虹の里から

地域の人たちと、「まちづくり」について意見を述べ合う、交流ブログです!

まぼろしの俵津開発計画―俵津人の見た夢

 ウソかホントかわからない。だれが起案し、どんな経過をたどり、そして潰えたのか、わからない。が、このわれらの俵津にはかつて以下のような計画や構想があったという。(このような話は、一住民のわたしなどのところにはリアルタイムでは届かない。)

 

俵津湾埋め立て。

 おそらく1960年代後半から70年代前半の話だろう。国道56号線付け替え工事で、国=県は宇和ー立間間の十いくつあるトンネル工事で出る廃土の捨て場をさがしていた。
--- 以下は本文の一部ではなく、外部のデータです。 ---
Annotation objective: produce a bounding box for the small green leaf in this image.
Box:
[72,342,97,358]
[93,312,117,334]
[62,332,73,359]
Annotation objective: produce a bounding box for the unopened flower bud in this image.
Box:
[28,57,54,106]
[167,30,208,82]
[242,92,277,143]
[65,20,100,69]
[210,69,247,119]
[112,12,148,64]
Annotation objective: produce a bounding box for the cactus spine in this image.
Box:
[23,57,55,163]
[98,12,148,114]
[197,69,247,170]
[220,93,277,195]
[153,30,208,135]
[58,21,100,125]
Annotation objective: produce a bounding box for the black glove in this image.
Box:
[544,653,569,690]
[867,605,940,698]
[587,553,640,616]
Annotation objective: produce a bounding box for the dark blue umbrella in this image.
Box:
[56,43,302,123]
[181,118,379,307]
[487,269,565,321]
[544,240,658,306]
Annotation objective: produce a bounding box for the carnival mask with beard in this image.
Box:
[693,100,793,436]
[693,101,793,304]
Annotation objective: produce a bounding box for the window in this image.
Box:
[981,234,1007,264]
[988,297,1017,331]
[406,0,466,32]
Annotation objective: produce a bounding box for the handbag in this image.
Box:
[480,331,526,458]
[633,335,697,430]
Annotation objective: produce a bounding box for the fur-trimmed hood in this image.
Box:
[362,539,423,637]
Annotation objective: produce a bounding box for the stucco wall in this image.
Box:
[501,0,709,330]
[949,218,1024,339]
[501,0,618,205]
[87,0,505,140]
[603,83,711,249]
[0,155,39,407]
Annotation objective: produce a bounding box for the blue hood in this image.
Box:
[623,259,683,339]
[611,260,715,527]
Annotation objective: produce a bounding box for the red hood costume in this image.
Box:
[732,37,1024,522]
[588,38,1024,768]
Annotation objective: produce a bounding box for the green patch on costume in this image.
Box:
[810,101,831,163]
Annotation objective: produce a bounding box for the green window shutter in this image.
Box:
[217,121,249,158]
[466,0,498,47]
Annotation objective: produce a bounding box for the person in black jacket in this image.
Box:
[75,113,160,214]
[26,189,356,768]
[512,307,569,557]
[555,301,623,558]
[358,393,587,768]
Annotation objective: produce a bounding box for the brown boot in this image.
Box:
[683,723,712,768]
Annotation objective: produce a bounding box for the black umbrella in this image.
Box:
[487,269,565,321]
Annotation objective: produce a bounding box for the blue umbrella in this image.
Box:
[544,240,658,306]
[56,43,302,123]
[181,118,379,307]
そのとき俵津湾が候補に挙がったというのである。

 当時の明浜町の理事者たちや俵津の有力者や住民たちが、これをどう受け止め、どのような議論を展開し、結局受け入れないことになったのか、わたしは知らない。(もう当時を詳しく知る人もいなくなったのではないか。)

 これを受け入れていれば、俵津は広大な平らな土地を手に入れていたことになる。街ができた。商店街ができた。住宅ができた。工場ができた。・・・。しかし・・・。

❷同じ俵津湾の埋め立ての話だが、現在の国道378号線の湾岸道路はまだ20メートル沖へ出るはずだった、ということだ。

 そうであったならば、もっと広い「後背地」ができていただろう。現在、俵津スマイルが旧農協本所前の空き地に公園を作っているが、これなどももっと広い敷地が得られていたことだろう。

伯方塩業誘致は原料岩塩の積み下ろし港建設と一体だった。

 伯方塩業株式会社の誘致は近年にない快挙だった。「環境」が大きく問題になっている時代に、このような優良企業が俵津に来てくれるなどということに住民はみな驚いた。だが、同社が伯方島に去って行った今、われわれは大きな喪失感を抱いている。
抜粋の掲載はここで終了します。